RELIGIOUS & META-RELIGIOUS ART IN SOUTHEAST ASIA
curated by Tony Twigg
Until 15 November 2014
Each year since 1951the Blake Prize for religious art has been offered. Like the more famous Archibald Prize for portraiture it encourages artists to lend their skills to a higher calling. This year SLOT is responding to the Blake Prize with an exhibition of religious and meta-religious art.
My own interest in religious art began in Manila while watching the annual Black Nazarene procession - when an ancient figure of Christ is paraded in the street through such frenzy that each year several people are crushed to death. After the figure of Christ passed I was surprised to see another making its way through the crown, then another, and another. Patiently it was explained to me that it is the image that is sacred not the object, and while there are many objects, there is only one image.
This idea inverts our usual understanding of art where worthiness is measured by an object's artistic merit or monetary value irrespective of its subject matter.
In our exhibition that contrasts religious and secular art, colonialism emerges as a common concern. That religious art was employed as an instrument of colonization in South East Asia is demonstrated by the banner of Thanh Teresa that was made for a Saigon (Ho Chi Min City) church in 1952, while the Viet Minh were fighting for Vietnam's independence from France. The banner opulently celebrates the French Saint Therese of the child of Jesus, a nun surrounded here by Vietnamese symbols of good luck and firmly amalgamated with the Fleur-de-lis, a symbol that has united the Holy Trinity and the French nation since the Middle Ages.
In the Philippines, where colonialism was more successful, veneration of religious images has morphed into a personal identification with religious figures.

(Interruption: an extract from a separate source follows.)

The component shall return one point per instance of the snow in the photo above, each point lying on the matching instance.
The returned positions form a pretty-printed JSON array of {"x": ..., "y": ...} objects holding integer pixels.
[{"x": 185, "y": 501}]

The Virgin Mary has become the Filipina mother and the Santo Nino, the child Christ, has become the Filipino child, both possessed by the Church physically and meta-physically in an endlessly repeating cycle.
In contrast to this arcane art predicated on a single absolute truth, SLOT offers meta-religious art - an unholy hegemony of Nationalism, leftist politics and abstraction - in essence Modernism.
And while it might be tempting to identify Modernism as a religion, it would entail ignoring a central ideal - the single word shouted by Indonesia's Joko Widodo at the conclusion of his inauguration speech, "MERDEKA" - or Freedom - it is an elusive thing in South East Asia, yet its presence and its absence ask the central question - what we are to become?